About this poem . . . . Our voices, our spirits, our arms and hearts arc in successive crescendos as we feel the joy of Jesus breaking the bonds of death. It is about him, surely God, as well as Mary and Peter and the others. But it is us, too. I ask myself, how am I changed? Am I changed? Is this the New Year, and will I do better with resolutions—or do I need resolutions?

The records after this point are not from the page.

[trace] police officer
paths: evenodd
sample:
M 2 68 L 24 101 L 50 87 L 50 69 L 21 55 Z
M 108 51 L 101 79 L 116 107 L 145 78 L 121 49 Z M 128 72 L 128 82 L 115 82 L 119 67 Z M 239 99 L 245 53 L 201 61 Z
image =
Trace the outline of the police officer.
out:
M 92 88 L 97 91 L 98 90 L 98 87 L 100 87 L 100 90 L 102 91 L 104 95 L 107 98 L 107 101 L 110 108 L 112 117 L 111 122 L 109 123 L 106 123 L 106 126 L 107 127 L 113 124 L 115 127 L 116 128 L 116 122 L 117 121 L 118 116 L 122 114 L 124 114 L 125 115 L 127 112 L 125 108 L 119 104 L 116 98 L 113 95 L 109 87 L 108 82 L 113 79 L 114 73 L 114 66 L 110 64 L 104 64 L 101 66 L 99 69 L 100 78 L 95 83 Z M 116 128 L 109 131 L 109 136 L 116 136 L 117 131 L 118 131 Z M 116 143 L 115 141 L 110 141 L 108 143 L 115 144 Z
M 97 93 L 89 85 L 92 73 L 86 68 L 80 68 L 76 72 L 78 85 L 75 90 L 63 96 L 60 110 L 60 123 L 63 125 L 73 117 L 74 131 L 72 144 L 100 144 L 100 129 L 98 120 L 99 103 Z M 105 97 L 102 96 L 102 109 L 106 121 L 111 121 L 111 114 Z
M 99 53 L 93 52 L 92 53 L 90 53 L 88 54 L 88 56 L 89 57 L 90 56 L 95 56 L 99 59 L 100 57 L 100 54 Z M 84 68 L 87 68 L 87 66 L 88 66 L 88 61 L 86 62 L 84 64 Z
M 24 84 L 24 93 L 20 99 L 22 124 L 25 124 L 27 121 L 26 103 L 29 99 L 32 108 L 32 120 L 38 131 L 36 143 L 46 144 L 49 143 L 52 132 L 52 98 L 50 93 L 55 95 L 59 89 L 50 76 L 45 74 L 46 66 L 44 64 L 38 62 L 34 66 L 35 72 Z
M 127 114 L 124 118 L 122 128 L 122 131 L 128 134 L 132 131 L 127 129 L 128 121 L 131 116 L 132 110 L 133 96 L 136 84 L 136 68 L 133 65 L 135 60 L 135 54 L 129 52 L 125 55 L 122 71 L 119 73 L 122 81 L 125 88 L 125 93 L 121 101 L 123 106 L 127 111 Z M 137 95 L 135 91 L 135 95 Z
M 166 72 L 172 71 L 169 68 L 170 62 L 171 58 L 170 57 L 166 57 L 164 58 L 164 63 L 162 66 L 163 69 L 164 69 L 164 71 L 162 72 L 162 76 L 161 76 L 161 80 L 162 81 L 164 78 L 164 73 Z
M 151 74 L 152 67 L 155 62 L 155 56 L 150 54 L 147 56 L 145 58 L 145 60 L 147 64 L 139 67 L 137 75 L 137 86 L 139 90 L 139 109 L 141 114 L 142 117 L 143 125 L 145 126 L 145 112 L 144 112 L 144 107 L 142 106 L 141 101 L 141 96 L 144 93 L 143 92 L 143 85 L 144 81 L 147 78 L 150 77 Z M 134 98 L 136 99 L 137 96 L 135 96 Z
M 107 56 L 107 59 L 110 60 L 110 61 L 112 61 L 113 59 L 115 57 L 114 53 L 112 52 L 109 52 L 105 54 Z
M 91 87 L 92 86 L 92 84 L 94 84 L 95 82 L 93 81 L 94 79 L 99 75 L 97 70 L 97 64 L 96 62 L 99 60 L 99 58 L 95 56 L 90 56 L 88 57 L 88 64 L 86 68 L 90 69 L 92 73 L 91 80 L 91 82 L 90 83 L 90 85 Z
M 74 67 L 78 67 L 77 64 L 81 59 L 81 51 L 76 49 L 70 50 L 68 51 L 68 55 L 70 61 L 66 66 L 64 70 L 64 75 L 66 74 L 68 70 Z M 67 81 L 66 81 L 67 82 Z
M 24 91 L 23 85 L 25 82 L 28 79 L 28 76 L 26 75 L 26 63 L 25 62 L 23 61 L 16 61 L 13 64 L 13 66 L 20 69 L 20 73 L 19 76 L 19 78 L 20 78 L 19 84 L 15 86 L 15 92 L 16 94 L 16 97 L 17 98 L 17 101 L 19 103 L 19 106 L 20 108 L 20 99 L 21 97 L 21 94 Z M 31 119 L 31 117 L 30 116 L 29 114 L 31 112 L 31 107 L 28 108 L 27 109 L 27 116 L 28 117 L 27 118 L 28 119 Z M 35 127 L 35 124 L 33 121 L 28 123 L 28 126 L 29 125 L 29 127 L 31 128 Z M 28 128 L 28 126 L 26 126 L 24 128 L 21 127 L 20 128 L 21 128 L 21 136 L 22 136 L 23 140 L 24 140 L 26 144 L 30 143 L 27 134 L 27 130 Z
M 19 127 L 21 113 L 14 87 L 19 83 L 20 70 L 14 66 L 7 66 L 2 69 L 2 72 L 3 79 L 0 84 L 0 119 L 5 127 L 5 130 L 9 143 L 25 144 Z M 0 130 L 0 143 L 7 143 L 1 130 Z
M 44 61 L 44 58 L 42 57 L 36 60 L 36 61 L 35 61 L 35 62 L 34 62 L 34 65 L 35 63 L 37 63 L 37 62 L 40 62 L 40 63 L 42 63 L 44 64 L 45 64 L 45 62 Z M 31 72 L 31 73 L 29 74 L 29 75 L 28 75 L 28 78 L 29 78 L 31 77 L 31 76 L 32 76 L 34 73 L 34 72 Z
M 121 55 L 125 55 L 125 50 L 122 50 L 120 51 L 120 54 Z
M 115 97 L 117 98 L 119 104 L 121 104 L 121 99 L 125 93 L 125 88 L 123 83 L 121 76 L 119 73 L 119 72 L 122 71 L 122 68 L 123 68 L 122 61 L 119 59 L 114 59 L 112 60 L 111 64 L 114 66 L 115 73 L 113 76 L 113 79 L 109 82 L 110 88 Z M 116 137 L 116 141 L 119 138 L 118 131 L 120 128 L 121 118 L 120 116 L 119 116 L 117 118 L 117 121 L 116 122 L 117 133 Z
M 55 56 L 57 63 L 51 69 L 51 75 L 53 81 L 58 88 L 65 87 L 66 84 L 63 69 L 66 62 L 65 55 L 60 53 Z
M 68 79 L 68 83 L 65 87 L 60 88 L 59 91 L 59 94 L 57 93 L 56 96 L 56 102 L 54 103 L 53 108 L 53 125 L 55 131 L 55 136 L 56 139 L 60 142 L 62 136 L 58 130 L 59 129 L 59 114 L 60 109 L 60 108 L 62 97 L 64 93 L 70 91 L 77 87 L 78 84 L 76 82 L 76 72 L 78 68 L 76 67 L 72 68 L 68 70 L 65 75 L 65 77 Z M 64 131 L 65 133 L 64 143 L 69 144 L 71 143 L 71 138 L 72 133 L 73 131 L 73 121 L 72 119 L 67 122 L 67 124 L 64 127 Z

Maybe I just need to listen and follow what I hear.
©Robin Gorsline 2017 FaithfulPoetics.net

Everyone Out!

 

Reflection for the 5th Sunday in Lent, Year A

 

 

Textual focus: Ezekiel 37:1-14; John 11: 1-45
Click here for biblical texts

 

His bones were not yet dry
but after four days his soul-less
body needed Jesus
to breathe him back to life
just as Ezekiel records God did
for the Israelites.
How many times have you been resurrected?
Even in a good life there can be dead ends
for which holy help is the only way out.

Fleeing war zones, finding refuge in camps,
waiting for clearance to emigrate,
arriving in a strange land—
this is resurrection,
a time to hear “Unbind them, and let them go, ”
just as gay men, lesbian women, transgender siblings,
rescuing themselves from closets, breathe freer
where spirits and bodies
live in wholesome union,
no longer victims of anti-sex and gender wars .

Tombs are everywhere,
rulers building more private prisons,
hells hundreds of miles from somewhere,
Immigration & Customs Enforcement (ICE)
freezing folks out,
police continuing urban carnage
within walls of despair and fear.
Lazarus was lucky,
love that freed his entombed body
seems in short supply today.

The Mary-Martha-Lazarus-Jesus Family home
a center where ties that bind are love,
where even when he is late, Jesus is welcomed,
freed to be himself,
to do impossible things that look easy
because he wastes no words in argument,
going right to freeing the captive,
not seeking applause
or waiting for authorization
from any ruler except the One
whose decrees are freedom,
life, love, hope.

Lazarus, come out!
Everyone else, too.

 
writing+poetryAbout this poem…..It can be difficult for us, so rational in our scientifically conditioned minds, to accept the idea that dead bodies can be brought back to life—certainly after four days in a tomb, let alone an entire valley of bones. In the latter case, it may be metaphor, but even the metaphor has power. I have been down, way down, a few times, filled with despair, and I was raised up; I know others, too.